I have two Yoga for the Spine classes for you. The first is a 25 minute Yoga for Spinal Health class, where we’ll be either standing or seated in a chair. And the second is a 25 minute evening yoga for the spine class, where we will remain lying on the floor.
Yoga for Spinal Health
During this 25 minute Yoga for Spinal Health class we’ll gently move through all 6 movements of the spine – lateral movements (side movements), twists and forward and backwards motions.
This will help to strengthen and stretch the muscles that support the spine, as well as increasing fluid to the spine aiding in good spinal health and mobility.
Who can do this class?
Beginners and all ages welcome!
There is also no kneeling or weight on the wrists. During the class we’ll either be standing or seated in a chair.
Please remember to work within your own range of motion. This will vary from person to person and will mean that some poses don’t look the exact same as they do for others – this is perfectly normal as we’re all built differently.
The important thing is to work with what feels good for you and your body – this is your practice. Yoga can be challenging, but never painful. If you do feel pain, please gentle come out of the pose.
What you need:
- A wall (optional) – though great for extra support and also to assist with alignment.
- A chair
- A yoga mat (optional)
- A pillow or yoga bolster
When to practice:
The movements in this class are quite gentle, but also dynamic, which means it can be practiced at anytime of the day.
Great to practice first thing in the morning to really waken up the spine with some gentle movements. But also quite a nice way to wind down in the evening, as we finish with an ‘inwards’ pose, which can be quite calming for some people.
We usually recommend not practicing on a full stomach.
Yoga for Spinal Health
Evening Yoga for the Spine
During this evening yoga for the spine class we’ll spend the whole practice on the floor, moving through the 6 movements of the spine (lateral, forwards, backwards and twisting).
This practice will help to stretch and release tension in the spine and back. It will also calm the nervous system, preparing the body for rest/ bed.
What do I need?
- Yoga mat (optional)
- Pillow or bolster (optional)
- Wall (optional)
- Yoga belt/ strap or rolled up towel (optional)
Who is this class for?
Beginners and students of all ages welcome!
The class is quite a gentle, passive practice, where we hold poses for about 5 breaths each.
When to practice?
In the evening as this class is a great way to gently stretch the back and prepare the body for bed.
That said, it won’t hurt to practice the class at other times during the day, especially during times when you’re feeling a little anxious or overwhelmed as we will be working to calm the nervous system.
More Yoga to aid Spinal Health
The core is also an important aspect of spinal health. A strong core can provide extra support and protection for the spine.
For this reason I’ve put together a 7 day core strength challenge, which aims to strength each muscle within the core over 7 days.

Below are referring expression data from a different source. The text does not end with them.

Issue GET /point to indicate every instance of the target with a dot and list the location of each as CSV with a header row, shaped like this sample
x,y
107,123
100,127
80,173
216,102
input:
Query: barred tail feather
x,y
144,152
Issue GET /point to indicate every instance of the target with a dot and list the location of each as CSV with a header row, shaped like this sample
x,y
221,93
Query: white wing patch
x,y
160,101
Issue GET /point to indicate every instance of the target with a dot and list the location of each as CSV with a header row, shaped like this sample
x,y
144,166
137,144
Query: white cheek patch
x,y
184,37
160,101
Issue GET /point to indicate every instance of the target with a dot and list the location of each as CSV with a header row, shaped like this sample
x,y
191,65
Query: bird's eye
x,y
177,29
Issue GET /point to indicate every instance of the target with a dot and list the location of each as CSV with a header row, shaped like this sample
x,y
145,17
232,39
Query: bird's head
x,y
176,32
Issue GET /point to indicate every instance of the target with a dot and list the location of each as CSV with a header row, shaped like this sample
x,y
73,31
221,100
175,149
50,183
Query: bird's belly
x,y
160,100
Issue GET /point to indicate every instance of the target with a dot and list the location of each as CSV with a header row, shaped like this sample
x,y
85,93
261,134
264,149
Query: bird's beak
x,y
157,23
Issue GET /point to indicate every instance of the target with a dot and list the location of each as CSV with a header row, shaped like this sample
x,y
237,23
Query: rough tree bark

The challenge is only 5-10 minutes a day for 7 days, so can easily be incorporated into your usual daily route.
I’ve also created a short Yoga for Lower Back Pain course which covers the common causes of lower back pain and how you can work the supporting muscles to help resolve this pain.
Lower back pain is often a response to weak, tight or inactivate muscles. This is something that builds up over time. It can usually be reversed, however just like it can take time to develop the lower back pain response. It can take some time to reverse these effects. This course is designed to give you the tools, to work towards reducing the common causes of lower back pain.